对方有些震惊地往后退了两步,眼神闪躲着低下头,支支吾吾了许久也没能连贯地说出一句话来。
秦渝耐心地等待着后话,但直到最后,对方也没有好好表达出来。
那人把身后的小背包打开,从中取出一个帆布包抱在怀里,庄重地朝着温辞鞠躬,说了一句法语。

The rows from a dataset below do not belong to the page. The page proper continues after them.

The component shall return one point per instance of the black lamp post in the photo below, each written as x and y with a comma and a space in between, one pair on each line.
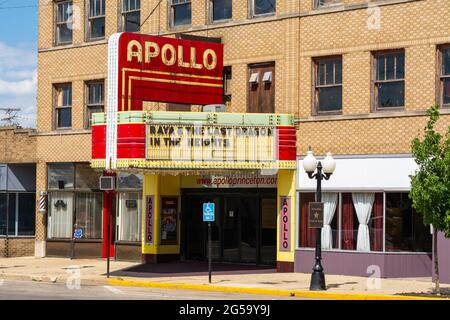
324, 171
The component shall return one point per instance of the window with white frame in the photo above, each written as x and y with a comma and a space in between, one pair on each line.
131, 15
95, 100
444, 76
63, 106
180, 12
263, 7
96, 19
74, 201
365, 222
17, 214
221, 10
326, 3
64, 22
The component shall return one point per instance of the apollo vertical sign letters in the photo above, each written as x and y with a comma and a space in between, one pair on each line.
149, 212
285, 223
165, 69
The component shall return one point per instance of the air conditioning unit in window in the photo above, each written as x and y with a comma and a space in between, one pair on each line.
107, 183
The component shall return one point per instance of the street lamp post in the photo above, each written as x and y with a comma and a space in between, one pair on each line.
324, 171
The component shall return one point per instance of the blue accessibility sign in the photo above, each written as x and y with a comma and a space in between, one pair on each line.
208, 212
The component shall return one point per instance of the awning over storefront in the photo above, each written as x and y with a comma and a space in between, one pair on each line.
384, 172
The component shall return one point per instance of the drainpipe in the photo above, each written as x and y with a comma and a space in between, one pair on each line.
7, 215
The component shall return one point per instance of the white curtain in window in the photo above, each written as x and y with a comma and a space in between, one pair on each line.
130, 217
363, 203
60, 215
329, 208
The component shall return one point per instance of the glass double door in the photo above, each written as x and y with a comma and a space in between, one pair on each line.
240, 233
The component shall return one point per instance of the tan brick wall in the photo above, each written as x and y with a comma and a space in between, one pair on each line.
17, 145
16, 247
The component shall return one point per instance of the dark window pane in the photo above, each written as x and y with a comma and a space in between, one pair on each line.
98, 28
390, 66
405, 230
330, 99
86, 177
381, 75
27, 214
446, 61
391, 94
338, 71
264, 6
89, 214
182, 14
321, 76
61, 176
2, 214
64, 117
400, 66
129, 181
12, 214
446, 91
222, 9
329, 72
132, 21
64, 33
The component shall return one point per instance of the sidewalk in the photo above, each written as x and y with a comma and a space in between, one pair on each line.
93, 272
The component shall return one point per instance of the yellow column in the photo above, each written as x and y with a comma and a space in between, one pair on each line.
157, 186
286, 199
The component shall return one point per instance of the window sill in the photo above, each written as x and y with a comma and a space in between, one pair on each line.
17, 237
364, 252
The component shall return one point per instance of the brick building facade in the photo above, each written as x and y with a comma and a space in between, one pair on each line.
296, 39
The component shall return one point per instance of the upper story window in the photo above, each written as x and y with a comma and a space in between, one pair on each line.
261, 88
64, 21
131, 15
96, 19
325, 3
328, 85
263, 7
389, 80
181, 12
63, 106
444, 76
95, 102
221, 10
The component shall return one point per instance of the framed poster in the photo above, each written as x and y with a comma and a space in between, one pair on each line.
169, 225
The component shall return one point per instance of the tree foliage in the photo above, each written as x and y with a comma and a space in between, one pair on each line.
430, 186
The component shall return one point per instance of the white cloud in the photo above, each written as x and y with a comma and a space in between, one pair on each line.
18, 81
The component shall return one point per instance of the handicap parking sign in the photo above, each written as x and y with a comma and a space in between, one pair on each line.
208, 212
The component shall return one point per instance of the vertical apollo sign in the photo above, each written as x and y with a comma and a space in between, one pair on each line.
160, 69
285, 223
149, 219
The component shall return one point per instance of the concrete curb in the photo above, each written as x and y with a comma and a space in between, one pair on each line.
264, 291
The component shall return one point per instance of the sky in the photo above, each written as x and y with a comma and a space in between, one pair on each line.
18, 59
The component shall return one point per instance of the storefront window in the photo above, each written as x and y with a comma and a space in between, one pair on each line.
330, 231
61, 176
89, 214
129, 216
26, 215
86, 177
405, 230
60, 211
20, 209
362, 223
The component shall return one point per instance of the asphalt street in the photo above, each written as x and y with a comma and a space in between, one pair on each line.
31, 290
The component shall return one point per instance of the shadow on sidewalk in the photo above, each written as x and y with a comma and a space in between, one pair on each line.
190, 268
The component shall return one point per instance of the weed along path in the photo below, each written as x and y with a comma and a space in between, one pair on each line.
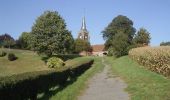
105, 86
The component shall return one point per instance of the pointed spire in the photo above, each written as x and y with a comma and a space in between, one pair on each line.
83, 27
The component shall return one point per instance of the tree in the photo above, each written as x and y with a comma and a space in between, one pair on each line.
82, 45
118, 35
6, 40
50, 36
165, 44
24, 41
142, 37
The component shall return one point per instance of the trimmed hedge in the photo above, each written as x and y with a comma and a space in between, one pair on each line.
2, 53
156, 59
28, 85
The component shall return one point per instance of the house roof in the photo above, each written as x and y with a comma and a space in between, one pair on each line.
98, 48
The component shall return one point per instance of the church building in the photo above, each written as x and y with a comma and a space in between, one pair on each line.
98, 50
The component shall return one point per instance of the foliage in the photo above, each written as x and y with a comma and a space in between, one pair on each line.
11, 57
28, 85
55, 62
50, 36
165, 44
142, 37
72, 91
118, 35
2, 53
156, 59
142, 84
82, 45
6, 40
24, 41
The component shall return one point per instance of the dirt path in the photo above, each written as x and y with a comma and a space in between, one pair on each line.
105, 86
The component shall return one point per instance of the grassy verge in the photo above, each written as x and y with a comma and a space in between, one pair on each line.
27, 61
142, 84
73, 90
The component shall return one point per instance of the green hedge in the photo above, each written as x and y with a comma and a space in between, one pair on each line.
28, 85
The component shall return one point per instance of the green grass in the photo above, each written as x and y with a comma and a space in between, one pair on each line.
71, 91
142, 83
27, 61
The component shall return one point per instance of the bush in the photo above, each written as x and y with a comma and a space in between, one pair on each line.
11, 57
55, 62
28, 85
156, 59
2, 53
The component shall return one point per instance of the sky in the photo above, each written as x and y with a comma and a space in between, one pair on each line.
17, 16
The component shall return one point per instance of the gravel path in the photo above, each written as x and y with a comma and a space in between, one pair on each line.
105, 86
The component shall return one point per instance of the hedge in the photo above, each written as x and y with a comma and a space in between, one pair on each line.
28, 85
156, 59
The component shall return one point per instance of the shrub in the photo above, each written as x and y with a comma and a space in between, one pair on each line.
11, 57
2, 53
156, 59
28, 85
55, 62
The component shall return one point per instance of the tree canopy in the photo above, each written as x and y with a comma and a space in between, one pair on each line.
142, 37
50, 36
6, 40
24, 41
119, 35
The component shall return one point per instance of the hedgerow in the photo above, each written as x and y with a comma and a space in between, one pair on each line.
28, 85
156, 59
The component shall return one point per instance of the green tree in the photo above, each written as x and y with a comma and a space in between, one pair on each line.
119, 35
165, 44
24, 40
142, 37
82, 45
50, 36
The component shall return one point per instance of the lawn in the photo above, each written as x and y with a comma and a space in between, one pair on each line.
142, 83
27, 61
72, 90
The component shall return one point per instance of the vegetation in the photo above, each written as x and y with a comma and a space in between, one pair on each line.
50, 36
82, 45
2, 53
55, 62
74, 89
6, 41
142, 38
142, 84
156, 59
165, 44
118, 35
24, 41
28, 61
11, 57
28, 85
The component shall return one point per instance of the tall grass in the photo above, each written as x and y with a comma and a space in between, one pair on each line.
142, 83
156, 59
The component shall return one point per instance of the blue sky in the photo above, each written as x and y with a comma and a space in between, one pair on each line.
17, 16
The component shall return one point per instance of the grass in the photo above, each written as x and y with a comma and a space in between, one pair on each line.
142, 83
27, 61
74, 89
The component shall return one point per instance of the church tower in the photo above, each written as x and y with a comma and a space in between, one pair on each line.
83, 33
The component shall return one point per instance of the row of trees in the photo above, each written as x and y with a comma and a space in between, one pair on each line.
120, 36
48, 36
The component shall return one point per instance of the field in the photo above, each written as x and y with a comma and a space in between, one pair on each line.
27, 61
142, 83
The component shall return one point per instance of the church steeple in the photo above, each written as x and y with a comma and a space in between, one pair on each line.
83, 34
83, 27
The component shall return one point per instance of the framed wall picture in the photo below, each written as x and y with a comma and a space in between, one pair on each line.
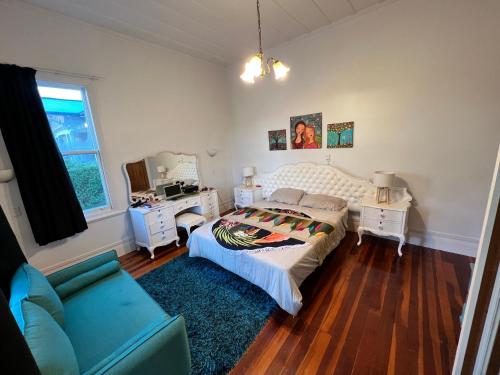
277, 140
340, 135
306, 131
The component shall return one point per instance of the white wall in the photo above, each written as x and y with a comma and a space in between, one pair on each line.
150, 99
421, 80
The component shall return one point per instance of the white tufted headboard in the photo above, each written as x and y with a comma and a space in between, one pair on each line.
317, 179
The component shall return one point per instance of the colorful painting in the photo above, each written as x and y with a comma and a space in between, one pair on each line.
306, 131
340, 135
277, 140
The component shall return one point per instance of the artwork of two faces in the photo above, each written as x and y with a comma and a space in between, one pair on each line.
306, 133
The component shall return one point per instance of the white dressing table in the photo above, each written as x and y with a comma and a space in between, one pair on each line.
154, 227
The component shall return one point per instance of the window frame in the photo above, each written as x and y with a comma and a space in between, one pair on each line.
85, 86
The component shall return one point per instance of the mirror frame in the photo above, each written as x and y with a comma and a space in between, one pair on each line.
127, 178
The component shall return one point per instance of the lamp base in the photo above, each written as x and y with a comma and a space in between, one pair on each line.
383, 195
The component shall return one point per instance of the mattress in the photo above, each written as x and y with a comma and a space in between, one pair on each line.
279, 272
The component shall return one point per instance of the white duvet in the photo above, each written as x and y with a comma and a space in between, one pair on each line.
279, 272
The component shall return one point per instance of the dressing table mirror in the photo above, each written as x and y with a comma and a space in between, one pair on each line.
153, 214
147, 177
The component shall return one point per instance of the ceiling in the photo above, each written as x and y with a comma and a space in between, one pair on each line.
221, 31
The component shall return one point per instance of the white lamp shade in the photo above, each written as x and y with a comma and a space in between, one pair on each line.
383, 179
248, 171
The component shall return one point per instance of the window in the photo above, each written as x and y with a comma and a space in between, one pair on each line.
68, 111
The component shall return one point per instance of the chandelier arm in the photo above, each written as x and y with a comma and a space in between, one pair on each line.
259, 28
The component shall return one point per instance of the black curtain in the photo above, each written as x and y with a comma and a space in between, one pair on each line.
14, 351
50, 201
11, 256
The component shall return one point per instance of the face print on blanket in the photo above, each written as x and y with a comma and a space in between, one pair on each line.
285, 211
298, 227
238, 236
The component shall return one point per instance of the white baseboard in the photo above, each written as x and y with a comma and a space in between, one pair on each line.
121, 247
451, 243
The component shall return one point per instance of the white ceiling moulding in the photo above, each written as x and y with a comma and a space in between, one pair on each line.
219, 31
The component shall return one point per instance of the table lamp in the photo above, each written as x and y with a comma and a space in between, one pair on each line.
248, 173
383, 181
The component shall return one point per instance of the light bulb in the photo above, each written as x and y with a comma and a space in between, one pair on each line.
280, 69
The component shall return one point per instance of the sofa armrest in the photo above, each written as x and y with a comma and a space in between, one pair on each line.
68, 273
160, 349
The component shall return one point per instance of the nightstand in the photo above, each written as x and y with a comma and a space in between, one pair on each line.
245, 196
382, 219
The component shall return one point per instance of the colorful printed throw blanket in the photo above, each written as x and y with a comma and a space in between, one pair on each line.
253, 230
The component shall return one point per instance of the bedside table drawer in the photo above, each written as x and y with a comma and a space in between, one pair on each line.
159, 215
383, 214
383, 225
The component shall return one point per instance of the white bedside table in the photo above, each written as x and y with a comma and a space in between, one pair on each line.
245, 196
382, 219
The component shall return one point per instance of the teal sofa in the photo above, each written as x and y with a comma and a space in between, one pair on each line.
93, 318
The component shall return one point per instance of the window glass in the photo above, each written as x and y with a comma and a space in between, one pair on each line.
70, 119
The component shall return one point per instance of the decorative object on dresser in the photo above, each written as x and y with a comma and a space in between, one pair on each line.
248, 173
245, 196
162, 171
383, 219
383, 181
152, 214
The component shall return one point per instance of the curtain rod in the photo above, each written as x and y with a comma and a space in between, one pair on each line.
62, 72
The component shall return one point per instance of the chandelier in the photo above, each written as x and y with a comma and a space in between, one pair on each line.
258, 65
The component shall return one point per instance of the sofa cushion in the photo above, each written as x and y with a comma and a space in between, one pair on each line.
30, 284
51, 348
106, 314
86, 278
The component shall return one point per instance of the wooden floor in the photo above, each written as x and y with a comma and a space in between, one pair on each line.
366, 311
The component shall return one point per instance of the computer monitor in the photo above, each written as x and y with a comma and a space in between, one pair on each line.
173, 191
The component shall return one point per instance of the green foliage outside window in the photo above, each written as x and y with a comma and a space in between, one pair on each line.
86, 179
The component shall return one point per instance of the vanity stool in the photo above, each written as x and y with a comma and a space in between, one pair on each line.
189, 220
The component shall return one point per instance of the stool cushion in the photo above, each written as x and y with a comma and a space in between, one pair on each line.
189, 220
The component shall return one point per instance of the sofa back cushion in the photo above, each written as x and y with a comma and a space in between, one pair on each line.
30, 284
49, 344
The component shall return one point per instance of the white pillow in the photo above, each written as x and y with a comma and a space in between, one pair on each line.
322, 201
287, 196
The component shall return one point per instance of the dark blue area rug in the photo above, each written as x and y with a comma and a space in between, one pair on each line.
223, 312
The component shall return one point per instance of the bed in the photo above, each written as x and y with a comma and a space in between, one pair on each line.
281, 270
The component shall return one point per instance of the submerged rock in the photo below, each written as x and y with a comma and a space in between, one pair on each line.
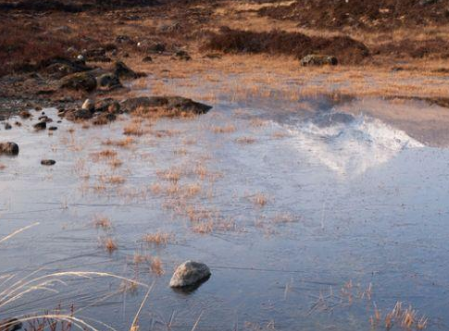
11, 324
109, 81
89, 105
190, 273
183, 55
123, 71
318, 60
48, 162
177, 105
59, 67
79, 81
9, 148
42, 125
25, 114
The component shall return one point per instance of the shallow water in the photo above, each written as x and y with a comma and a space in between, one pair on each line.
350, 201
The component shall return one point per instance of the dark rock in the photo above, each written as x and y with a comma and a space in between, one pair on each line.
108, 105
48, 162
104, 118
79, 81
45, 119
59, 67
88, 105
123, 39
123, 71
78, 114
40, 125
183, 55
177, 105
109, 80
318, 60
25, 114
190, 273
157, 48
11, 324
9, 148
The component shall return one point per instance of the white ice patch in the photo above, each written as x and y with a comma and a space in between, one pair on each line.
354, 147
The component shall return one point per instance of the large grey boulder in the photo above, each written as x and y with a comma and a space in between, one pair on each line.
190, 273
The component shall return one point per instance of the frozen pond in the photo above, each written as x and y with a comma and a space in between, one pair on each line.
309, 220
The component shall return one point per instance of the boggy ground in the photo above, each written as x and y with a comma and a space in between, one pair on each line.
276, 168
253, 39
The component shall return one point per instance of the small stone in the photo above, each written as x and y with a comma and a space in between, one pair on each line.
318, 60
9, 148
12, 324
48, 162
40, 125
25, 114
88, 105
190, 273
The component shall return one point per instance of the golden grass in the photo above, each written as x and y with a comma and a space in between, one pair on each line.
102, 222
134, 129
109, 244
104, 154
204, 227
158, 238
115, 163
245, 140
259, 199
156, 266
173, 175
123, 143
139, 258
115, 180
230, 128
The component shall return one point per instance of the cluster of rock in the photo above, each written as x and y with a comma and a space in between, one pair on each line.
318, 60
106, 110
88, 79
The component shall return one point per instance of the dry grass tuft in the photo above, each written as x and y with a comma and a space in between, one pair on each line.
123, 143
139, 258
203, 227
156, 266
172, 175
134, 129
105, 154
115, 180
102, 222
224, 129
245, 140
158, 238
110, 245
115, 163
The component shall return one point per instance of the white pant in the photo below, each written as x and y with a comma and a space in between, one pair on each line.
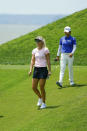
65, 59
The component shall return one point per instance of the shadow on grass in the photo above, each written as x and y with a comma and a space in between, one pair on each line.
1, 117
76, 85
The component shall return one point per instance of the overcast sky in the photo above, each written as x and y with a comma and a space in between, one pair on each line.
41, 6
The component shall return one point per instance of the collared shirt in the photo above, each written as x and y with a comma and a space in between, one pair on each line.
67, 44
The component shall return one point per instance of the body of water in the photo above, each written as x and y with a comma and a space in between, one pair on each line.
9, 32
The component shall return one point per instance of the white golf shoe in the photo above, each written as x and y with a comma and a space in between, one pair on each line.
72, 83
39, 102
43, 106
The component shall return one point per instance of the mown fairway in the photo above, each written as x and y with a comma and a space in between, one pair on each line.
66, 108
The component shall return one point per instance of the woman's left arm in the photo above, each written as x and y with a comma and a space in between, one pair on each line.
48, 63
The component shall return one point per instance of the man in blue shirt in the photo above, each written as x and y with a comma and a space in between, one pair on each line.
67, 47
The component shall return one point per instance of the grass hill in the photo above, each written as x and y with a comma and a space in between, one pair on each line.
66, 108
18, 51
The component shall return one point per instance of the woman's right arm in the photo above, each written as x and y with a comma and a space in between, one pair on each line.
32, 64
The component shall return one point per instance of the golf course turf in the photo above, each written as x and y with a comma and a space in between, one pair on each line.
66, 108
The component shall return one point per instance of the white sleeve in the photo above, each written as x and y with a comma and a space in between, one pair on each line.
59, 50
74, 48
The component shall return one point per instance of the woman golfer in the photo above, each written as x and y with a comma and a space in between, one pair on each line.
67, 47
40, 60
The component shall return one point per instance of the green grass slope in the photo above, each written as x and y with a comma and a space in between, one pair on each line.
66, 108
18, 51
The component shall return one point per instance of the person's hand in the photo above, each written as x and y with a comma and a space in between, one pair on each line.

秦渝眼神一暗,见对方随即转向自己也鞠了一躬,在重复那句法语的同时,将帆布包交到自己手上,然后跑了,跑得挺快的,像是在逃命。
他不会法语,但最简单的那几句常用语还是听得明白的。
那人是在道歉。
秦渝看着手里的帆布包,越攥越紧,目光深邃。
他知道那个人是谁了。
秦渝从前就是个情绪稳定的人,自温辞走后,他变得越发孤僻,除了总是被一种无以名状的悲伤缠绕,他的情绪几乎不会发生什么变化。
他习惯了,习惯了很多事。
习惯了温辞不在身边。
习惯了安静的家。
习惯了维持内心的平静。
习惯了不快乐,也不去找寻快乐。
也习惯了忍耐与等待,那个帆布包,他回家之后才打开。
一本素描画册,一个手机,一个钱包,一个三寸大小的盒子,一把钥匙,和一封信。